Lorsque j’ai enfin dit non, je n’y crois plus. Lorsque j’ai finalement admis que je n’y ai jamais vraiment cru parce qu’on n’a jamais fait que m’intimer d’y croire, par douces invitations comme par menaces. Lorsque j’ai fait voler en éclat la dernière résistance de cet élastique mental usé, j’ai senti à la fois une libération et, enfin, une réelle audace de ma part. Comme si je venais de me former une âme, qui m’avait toujours manquée malgré le bain religieux dans lequel on m’avait depuis toujours fait tremper. Puis j’ai ressenti la peur aux tripes du vide… Bref, j’ai ressenti la liberté.
 
Lors de mes premières années de liberté intellectuelle, où j’ai goûté à toutes les formes d’hédonisme, puis durant lesquelles j’ai cherché à me forger une morale et à la tester, je fus le plus vulnérable. À quelques reprises, j’ai failli retomber en religion en écoutant différents apôtres qui sont tombés comme par hasard sur mon chemin. Il aurait pu arriver que je les écoute et que je sois aujourd’hui un protestant ou un luthérien, un juif, quoi que peu probablement, ou peut-être plutôt un bouddhiste. Mais j’ai repassé au travers. Et je suis maintenant plus athée que jamais. Oh combien plus libre!
 
Sauf qu’il y eut ce long passage dans le désert. Mon hédonisme m’a, pendant un temps, conduit à la plus funeste déconstruction que puisse connaitre l’esprit humain: la déconstruction du soi. Je me suis atomisé au point de connaitre des dysfonctionnements majeurs, dans mon esprit et mon corps. J’aurais pu à la fois me rendre à commettre les pires crimes, juste pour voir; comme je ne pouvais plus accomplir les moindres tâches de la vie sans découragement et dédain. Je, vous, n’existions plus. Tout n’était qu’aléas. C’est à ce moment que des recruteurs religieux et identitaires ont le plus tenté de me séduire et de m’intimer.
 
Je demeure reconnaissant envers mon «témoin». Je ne sais comment l’appeler autrement. Cette espèce de voyant rouge qui clignote dans le fond de mon esprit quand on me conte de la bullshit. Le même voyant qui s’allume quand on tente de m’hypnotiser, de m’arnaquer ou de me faire croire que ma logique me trompe.
 
Une question qui m’a aidé à me sortir des limbes où je demeurais, vulnérable aux rechutes, fut celle de la morale. Au même titre que les croyants demandent sans cesse aux athées ce qui les empêche de voler ou de violer puisqu’ils ne reconnaissent aucun jugement éternel…
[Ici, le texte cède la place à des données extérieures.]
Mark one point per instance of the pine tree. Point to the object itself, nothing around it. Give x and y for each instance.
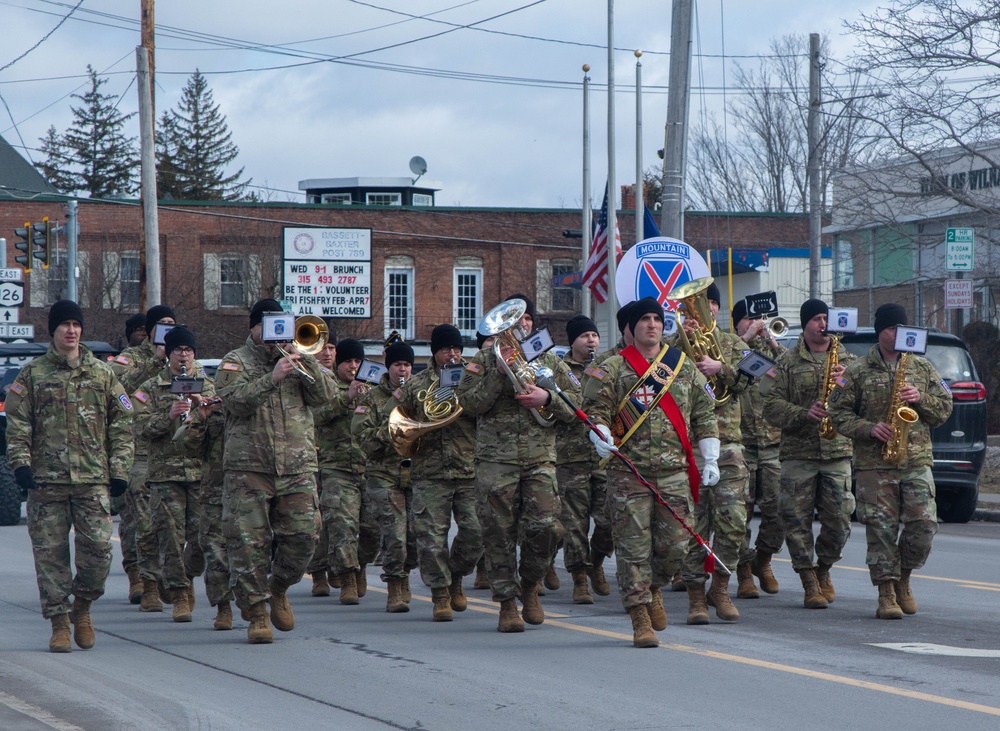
(105, 160)
(195, 146)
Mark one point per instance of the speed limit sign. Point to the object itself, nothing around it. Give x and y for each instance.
(11, 294)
Ma réponse m’est venue de la connaissance : de la science empirique et matérialiste. Tel un Descartes, j’ai nié tout ce que je pouvais nier. Puis j’ai pris en compte ce que je ne le pouvais pas. Et il n’est resté que l’Histoire.
 
Je ne suis rien. Rien qu’un grain de sable, qu’une goutte dans l’océan, je ne suis qu’un atome dans l’univers… Mais non! Je suis bien plus que ça! Je fais partie d’une chaîne. Je suis relié à mon père comme à mon fils, à mon ex-blonde comme à mon voisin de palier, à l’histoire de ce pays comme au destin de l’humanité, à l’écologie de cette planète autant qu’aux poussières du cosmos…
 
Je sais que si je conchie ma vie, mon fils s’en ressentira. J’ai donc une responsabilité envers lui. Je sais que si je sabote par mes actions ma société, les générations futures en pâtiront et elles n’auront que moi à blâmer. Je sais que si je continue à saloper l’environnement, après peut-être des millions d’années de revitalisation, la terre gardera un souvenir dédaigneux de mes actions. Et si les humains doivent s’éteindre avant d’avoir atteint les étoiles, je sais que c’est mon inaction qui les en aura empêchés. Je suis relié à l’Histoire, et c’est une grande responsabilité.
 
Si vous vous demandez d’où me provient ma morale, c’est de là. Et je n’ai besoin de personne pour m’y ordonner. Je l’applique de mon plein gré.